The U.S. Department of Transportation’s Bureau of Transportation Statistics reports that in August trucks moved more than 62 percent of NAFTA freight – with trains, planes, ships and pipelines picking up the rest. All five modes experienced an increase in freight year-to-year for the fourth consecutive month.
The value of freight hauled across the borders increased by nearly 6 percent compared with July, when freight decreased by nearly 5 percent from the previous month. This is the largest month-to-month increase since March when NAFTA freight rose by nearly 13 percent. Compared to August 2017, freight was up nearly 10 percent. This marks the 22nd consecutive month of year-to-year increases.
In 2017, March had the largest month-to-month increase (16 percent) since March 2011, when NAFTA freight was up more than 22 percent compared to February 2011. NAFTA freight declined by nearly 11 percent in July 2017, the largest decline for the year.

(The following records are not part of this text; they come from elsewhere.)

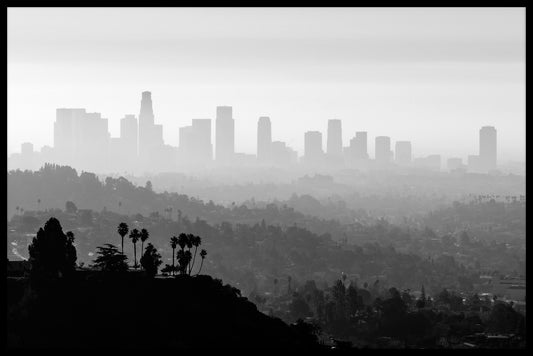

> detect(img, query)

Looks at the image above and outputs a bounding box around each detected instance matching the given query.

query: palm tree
[196,250,207,275]
[178,233,188,250]
[141,229,150,254]
[170,236,178,274]
[130,229,141,268]
[117,223,130,254]
[189,235,202,274]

In March 2017, the index reached more than $100 billion for the first time since October 2014 before going back below that mark in April. That landmark was revisited in October and maintained through November before dipping below the $100 billion mark again in December. March marked the first month in 2018 to reach beyond $100 million, which has been maintained through at least August so far.
Truck NAFTA value by state compared to July. Blue states denote an increase, while orange states denote a decrease. (Courtesy Bureau of Transportation Statistics)
Trucks carried nearly $67 billion of the nearly $107 billion of imports and exports in August.
Year-to-year, Canada truck freight increased by 2.4 percent and Mexico freight rose by 8.5 percent. Top truck commodities were computers and parts, electrical machinery, motor vehicles and parts, plastics and measuring/testing instruments.
Freight totaled $106.897 billion, up nearly $6 billion from the previous month and an increase of more than $9 billion from August 2017.
Vessel freight accounted for the largest increase at 59.7 percent after an increase of 42.4 percent in July. Trucks accounted for an increase of 5.7 percent, the third largest increase behind a 26.2 percent increase in pipeline freight. Truck freight experienced increases of 11.2 percent in July and 5.3 percent in June.
Approximately 56 percent of U.S.-Canada freight was moved by trucks, followed by rail at 16.2 percent. Of the $53.6 billion of freight moving in and out of Mexico, trucks carried 68.6 percent of the loads.